Gods, Heroes and Tyrants explores the archaeology of early Greece in some detail; and we find that the culture and artwork commonly called “Mycenaean” was not, originally, Greek at all. The Mycenaean work was produced by Cretan and Cycladic artists imported into mainland Greece by the powerful Achaean warlords of the Peloponnese and Attica during the second half of the eighth and the first half of the seventh centuries BC. This style and culture then existed side by side with the native Greek culture, known as “Geometric,” for about two hundred years.

 

Gods, Heroes and Tyrants comes to some dramatic conclusions. The Shaft Graves at Mycenae, for example, which tradition said were the final resting-places of Agamemnon and his entourage, are revealed to be just that. The true provenance of these burials was lost because of the application to Greek history of the faulty chronology of Egypt. Since the Shaft Graves contained Egyptian artefacts of the early Eighteenth Dynasty, scholars assumed that they dated to the sixteenth century BC. And since the fall of Troy was place around 1180 BC, it was assumed that the Shaft Graves must contain the bodies of unknown princes who died centuries before the time of Agamemnon. However, the Eighteenth Dynasty actually commenced around 710 BC, and the Trojan War occurred in the same decade; which means that the persons entombed in the Shaft Graves were almost certainly those claimed by tradition. It may even be that the body buried with the fabulous golden face mask, which Schliemann named the “Mask of Agamemnon,” was indeed that of the “King of Men” after all.

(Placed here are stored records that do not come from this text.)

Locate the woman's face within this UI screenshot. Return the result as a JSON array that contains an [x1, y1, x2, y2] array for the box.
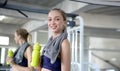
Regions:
[[48, 10, 66, 33], [14, 32, 20, 44]]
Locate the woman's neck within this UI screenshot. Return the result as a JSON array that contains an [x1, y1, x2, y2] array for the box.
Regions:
[[19, 40, 25, 46]]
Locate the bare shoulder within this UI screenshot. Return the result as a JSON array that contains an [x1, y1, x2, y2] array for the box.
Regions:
[[26, 46, 33, 51]]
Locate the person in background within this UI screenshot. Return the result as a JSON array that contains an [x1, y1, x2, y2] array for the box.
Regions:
[[6, 28, 33, 71], [40, 8, 71, 71]]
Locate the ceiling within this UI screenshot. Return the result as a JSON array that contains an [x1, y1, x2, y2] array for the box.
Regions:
[[0, 0, 120, 69], [76, 5, 120, 16]]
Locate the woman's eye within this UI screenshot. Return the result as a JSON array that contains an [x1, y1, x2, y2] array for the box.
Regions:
[[56, 18, 60, 21], [48, 19, 52, 21]]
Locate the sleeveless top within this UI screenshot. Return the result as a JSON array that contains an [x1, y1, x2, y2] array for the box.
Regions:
[[13, 42, 30, 67], [41, 55, 61, 71]]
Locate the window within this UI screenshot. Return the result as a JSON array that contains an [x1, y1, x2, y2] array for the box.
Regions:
[[0, 36, 9, 45]]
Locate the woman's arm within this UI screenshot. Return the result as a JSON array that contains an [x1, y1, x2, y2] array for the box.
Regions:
[[11, 46, 33, 71], [61, 39, 71, 71]]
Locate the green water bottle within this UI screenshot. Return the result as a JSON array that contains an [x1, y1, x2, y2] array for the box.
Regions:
[[31, 43, 41, 67], [7, 50, 14, 65]]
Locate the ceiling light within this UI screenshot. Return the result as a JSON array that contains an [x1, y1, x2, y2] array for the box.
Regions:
[[0, 15, 6, 21], [111, 58, 117, 61]]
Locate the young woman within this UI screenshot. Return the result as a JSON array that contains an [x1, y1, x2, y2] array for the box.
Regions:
[[6, 29, 33, 71], [41, 8, 71, 71]]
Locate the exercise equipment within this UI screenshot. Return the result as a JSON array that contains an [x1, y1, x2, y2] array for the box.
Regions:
[[31, 42, 41, 67], [7, 50, 14, 65]]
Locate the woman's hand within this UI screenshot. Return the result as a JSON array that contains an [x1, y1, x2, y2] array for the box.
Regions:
[[6, 57, 14, 65]]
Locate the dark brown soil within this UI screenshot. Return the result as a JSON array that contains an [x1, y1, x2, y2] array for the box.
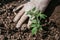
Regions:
[[0, 0, 60, 40]]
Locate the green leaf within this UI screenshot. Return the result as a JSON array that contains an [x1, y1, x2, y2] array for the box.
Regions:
[[32, 27, 37, 35]]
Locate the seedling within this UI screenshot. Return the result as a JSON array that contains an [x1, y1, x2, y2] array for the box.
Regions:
[[27, 7, 47, 35]]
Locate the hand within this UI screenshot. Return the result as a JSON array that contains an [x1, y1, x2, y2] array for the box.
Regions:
[[13, 2, 34, 28]]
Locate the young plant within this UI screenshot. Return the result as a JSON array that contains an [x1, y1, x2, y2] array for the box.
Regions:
[[27, 7, 47, 35]]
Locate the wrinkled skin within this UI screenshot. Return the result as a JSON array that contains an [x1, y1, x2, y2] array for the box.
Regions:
[[13, 0, 50, 28]]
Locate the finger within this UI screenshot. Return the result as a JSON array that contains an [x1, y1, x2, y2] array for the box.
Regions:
[[27, 20, 32, 29], [13, 8, 24, 22], [16, 14, 28, 28], [13, 4, 24, 12]]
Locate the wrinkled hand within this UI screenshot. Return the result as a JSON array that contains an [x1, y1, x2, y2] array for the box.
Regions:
[[13, 2, 34, 28], [13, 0, 50, 28]]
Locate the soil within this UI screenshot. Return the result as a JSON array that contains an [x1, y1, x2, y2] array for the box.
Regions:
[[0, 0, 60, 40]]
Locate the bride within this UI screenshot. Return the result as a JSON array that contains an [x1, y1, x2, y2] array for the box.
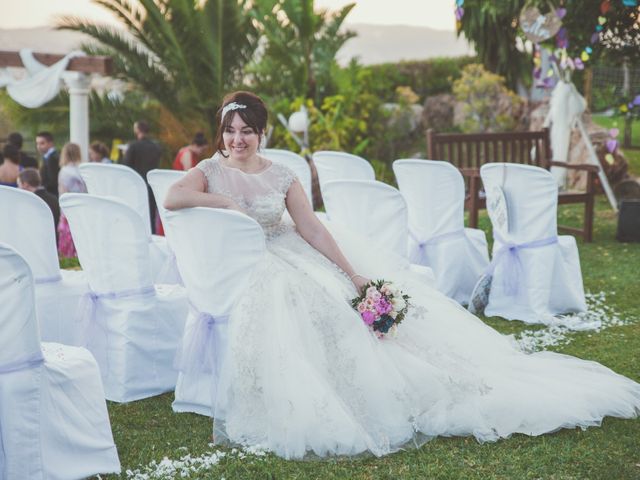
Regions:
[[165, 92, 640, 458]]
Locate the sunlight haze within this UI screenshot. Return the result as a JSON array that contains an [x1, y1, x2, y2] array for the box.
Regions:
[[0, 0, 454, 30]]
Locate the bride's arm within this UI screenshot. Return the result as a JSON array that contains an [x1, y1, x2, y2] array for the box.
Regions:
[[164, 168, 245, 213], [286, 180, 369, 290]]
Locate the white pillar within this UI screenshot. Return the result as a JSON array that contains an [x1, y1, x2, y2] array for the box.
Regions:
[[65, 72, 91, 162]]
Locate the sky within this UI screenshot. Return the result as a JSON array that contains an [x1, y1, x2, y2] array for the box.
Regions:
[[0, 0, 455, 30]]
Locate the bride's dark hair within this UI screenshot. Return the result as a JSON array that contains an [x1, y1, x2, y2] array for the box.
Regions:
[[214, 91, 269, 154]]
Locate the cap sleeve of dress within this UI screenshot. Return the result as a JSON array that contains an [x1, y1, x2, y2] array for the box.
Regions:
[[273, 163, 298, 195], [193, 155, 219, 191]]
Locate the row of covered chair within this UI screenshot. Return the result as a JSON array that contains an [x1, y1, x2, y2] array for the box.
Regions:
[[263, 149, 586, 323]]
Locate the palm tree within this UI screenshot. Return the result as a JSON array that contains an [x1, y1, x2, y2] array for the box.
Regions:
[[250, 0, 355, 102], [458, 0, 532, 90], [58, 0, 257, 137]]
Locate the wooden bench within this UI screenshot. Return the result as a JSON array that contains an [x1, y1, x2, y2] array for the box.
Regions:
[[427, 128, 598, 242]]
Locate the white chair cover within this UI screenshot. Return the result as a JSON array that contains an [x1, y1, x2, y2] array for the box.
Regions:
[[147, 168, 187, 284], [166, 207, 266, 416], [322, 180, 434, 284], [260, 148, 313, 205], [322, 180, 408, 258], [79, 162, 171, 283], [0, 244, 120, 480], [312, 150, 376, 195], [60, 193, 187, 402], [393, 159, 489, 304], [0, 186, 88, 345], [480, 163, 586, 323]]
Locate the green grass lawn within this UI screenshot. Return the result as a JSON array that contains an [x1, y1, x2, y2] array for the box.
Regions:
[[80, 198, 640, 480]]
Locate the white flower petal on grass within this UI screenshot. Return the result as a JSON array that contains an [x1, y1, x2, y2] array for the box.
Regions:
[[512, 292, 633, 353]]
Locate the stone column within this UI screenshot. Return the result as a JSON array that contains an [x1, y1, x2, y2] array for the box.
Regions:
[[65, 72, 91, 162]]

The greatest monuments of Mycenae, the famous tholos tombs, are shown to be architecturally related to a style of tomb still being built in various parts of the Mediterranean and Balkans (especially Thrace/Bulgaria) into the fourth and third centuries BC. The Mycenaean tombs themselves date from the late seventh and sixth centuries BC, and were built, not by the dynasty of Atreus and Agamemnon, but by the Dorian conquerors who routed Agamemnon’s grandson Tisamenus. The greatest of these structures, the so-called “Treasury of Atreus,” was almost certainly built for the greatest of the Dorian kings of Argos, Pheidon.